Abstract

Water and nutrient-useefficiency, both are considered as pre-requisites for sustained citrus productivity. The interactive effect of irrigation and fertigation levels on growth, yield and quality of 11-year-old Nagpur mandarin (Citrus reticulata Blanco) was studied through a field experiment during 2010-13 at ICAR-Central Citrus Research Institute (Formerly NRCC), Nagpur under AICRP Fruits. The experiment was laid out in split-plot design with nine treatment combinations, comprising three irrigation levels (70 %, 80 % and 90 % of daily evaporation replenishment) and three fertigation levels (60 %, 70 % and 80 % RDF based NPK doses) replicated six times.
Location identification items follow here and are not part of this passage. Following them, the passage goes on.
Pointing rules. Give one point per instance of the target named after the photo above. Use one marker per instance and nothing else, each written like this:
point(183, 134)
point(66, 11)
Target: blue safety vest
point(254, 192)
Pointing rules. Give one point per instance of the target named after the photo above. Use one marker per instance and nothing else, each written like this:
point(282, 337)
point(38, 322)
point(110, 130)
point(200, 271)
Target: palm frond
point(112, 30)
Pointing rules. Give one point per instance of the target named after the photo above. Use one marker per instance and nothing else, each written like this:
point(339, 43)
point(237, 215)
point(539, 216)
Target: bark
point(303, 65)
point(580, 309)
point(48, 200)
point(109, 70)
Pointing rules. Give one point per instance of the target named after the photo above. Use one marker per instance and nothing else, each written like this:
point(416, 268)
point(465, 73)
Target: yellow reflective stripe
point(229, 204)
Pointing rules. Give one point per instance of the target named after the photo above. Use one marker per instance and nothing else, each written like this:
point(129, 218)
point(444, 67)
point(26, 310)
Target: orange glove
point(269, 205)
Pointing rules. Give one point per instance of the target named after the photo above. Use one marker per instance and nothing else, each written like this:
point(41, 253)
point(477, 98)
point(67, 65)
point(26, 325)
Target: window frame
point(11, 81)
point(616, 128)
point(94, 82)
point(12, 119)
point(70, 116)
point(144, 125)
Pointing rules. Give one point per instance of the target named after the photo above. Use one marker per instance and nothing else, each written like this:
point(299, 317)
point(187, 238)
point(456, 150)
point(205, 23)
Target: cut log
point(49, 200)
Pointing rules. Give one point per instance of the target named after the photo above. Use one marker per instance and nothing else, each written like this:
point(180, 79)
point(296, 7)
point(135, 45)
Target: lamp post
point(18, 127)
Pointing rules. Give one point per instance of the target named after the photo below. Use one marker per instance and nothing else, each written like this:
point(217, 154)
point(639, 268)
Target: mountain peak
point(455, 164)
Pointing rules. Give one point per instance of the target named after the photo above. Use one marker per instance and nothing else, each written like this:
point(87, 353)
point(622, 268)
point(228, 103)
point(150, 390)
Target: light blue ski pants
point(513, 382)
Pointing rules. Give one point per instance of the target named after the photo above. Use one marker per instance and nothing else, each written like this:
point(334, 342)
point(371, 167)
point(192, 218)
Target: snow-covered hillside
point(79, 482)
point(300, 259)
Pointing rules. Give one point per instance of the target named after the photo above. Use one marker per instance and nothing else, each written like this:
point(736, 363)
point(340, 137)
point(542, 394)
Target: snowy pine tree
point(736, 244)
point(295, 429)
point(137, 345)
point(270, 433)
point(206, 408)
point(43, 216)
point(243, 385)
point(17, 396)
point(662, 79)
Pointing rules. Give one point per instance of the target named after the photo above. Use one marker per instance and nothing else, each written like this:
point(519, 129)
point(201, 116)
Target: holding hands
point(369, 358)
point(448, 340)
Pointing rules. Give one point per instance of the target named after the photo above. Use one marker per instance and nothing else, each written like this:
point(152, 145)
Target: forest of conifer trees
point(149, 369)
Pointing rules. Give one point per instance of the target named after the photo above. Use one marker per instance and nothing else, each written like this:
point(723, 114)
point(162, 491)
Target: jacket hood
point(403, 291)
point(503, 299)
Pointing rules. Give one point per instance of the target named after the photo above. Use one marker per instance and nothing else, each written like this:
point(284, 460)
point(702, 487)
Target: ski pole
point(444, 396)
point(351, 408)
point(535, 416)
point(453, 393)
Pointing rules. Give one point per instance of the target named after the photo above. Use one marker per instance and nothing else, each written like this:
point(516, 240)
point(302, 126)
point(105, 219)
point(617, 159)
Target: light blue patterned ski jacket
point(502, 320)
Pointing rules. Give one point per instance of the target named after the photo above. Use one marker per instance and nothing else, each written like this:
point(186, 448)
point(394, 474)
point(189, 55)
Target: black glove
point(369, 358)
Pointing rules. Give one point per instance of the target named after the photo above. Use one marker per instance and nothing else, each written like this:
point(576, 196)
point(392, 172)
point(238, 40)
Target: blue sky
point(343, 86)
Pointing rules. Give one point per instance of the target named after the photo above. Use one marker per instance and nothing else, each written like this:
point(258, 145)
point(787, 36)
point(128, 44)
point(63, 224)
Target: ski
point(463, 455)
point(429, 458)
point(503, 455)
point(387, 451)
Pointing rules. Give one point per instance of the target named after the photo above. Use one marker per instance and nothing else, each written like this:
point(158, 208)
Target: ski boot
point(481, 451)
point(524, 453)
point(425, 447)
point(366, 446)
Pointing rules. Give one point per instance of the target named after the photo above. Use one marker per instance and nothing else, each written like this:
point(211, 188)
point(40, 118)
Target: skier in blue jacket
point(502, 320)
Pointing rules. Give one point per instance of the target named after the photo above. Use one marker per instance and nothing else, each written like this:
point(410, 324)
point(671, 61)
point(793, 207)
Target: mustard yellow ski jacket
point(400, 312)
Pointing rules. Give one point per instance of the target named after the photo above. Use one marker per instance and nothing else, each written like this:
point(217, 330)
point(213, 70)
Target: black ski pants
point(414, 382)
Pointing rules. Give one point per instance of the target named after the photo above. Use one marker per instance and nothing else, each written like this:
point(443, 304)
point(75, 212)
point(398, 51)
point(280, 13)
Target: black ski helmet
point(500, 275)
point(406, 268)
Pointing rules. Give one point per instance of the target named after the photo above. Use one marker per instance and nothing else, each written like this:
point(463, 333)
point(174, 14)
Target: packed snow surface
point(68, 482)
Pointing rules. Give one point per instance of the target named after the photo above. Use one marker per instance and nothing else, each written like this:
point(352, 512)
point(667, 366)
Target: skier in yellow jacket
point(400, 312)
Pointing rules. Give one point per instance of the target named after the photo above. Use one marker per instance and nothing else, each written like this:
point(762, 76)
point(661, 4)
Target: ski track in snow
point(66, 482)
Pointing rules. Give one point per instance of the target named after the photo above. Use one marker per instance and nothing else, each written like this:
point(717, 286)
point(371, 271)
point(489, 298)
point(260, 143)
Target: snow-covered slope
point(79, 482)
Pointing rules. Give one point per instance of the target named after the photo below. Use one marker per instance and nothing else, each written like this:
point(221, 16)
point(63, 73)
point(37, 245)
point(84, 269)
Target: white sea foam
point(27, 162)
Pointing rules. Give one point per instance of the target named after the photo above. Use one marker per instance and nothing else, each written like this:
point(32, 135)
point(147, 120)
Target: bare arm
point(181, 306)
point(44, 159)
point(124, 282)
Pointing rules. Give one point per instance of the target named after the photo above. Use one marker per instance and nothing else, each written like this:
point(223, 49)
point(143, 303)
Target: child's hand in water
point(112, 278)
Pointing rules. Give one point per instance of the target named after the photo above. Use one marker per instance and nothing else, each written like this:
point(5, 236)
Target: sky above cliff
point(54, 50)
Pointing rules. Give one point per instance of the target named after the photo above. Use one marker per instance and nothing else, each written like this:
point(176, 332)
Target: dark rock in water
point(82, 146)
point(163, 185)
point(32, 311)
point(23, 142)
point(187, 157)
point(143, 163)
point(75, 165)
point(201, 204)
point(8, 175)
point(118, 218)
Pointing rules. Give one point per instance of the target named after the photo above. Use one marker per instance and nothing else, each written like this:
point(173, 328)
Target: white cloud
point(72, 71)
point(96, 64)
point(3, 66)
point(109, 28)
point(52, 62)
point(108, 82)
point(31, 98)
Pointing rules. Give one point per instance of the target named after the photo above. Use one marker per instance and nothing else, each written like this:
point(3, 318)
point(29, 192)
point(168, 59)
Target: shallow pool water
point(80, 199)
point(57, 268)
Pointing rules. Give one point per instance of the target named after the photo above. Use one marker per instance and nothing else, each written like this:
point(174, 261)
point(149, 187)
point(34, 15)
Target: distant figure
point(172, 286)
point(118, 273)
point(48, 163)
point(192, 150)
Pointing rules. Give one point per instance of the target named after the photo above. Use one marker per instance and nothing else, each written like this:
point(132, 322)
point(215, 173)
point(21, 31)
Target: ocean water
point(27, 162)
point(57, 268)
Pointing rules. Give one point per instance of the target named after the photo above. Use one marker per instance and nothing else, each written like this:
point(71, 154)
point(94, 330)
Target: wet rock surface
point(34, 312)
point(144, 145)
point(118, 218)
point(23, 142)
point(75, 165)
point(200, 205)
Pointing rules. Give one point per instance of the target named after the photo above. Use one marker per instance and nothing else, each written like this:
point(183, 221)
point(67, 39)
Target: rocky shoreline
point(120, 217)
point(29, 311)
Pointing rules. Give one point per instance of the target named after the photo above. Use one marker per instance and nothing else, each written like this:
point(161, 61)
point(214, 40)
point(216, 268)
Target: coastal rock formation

Canopy volume (74.9 m3) and fruit yield (19.2 tonnes/ha) were observed maximum with the drip irrigation scheduled at 80 % ER combined with 80 % RDF fertigation. The fruit quality parameters, such as fruit weight (129.2 g), juice percentage (45.05 %), TSS (10.27o Brix) and lowest acidity (0.81) were observed favorable with irrigation at 80% and fertigation at 80% RDF, in addition to maximum nutrient concentration in index leaves ( 2.38 % N, 0.12 % P and 1.50 % K) duly supported by changes in available pool of nutrients in soil (123.8 mg/kg N, 14.8 mg/kg P2O5 and 261.2 mg/kg K2O). Interestingly yield efficiency computed as fruit yield per unit canopy volume was also observed maximum (0.26) with treatment carrying irrigation at 80% ER and fertigation with 80% RDF. The sustained productivity of Nagpur mandarin can be achieved with irrigation scheduled at 80 % ER along with fertigation technology at 80 % RDF without any potential nutrient mining.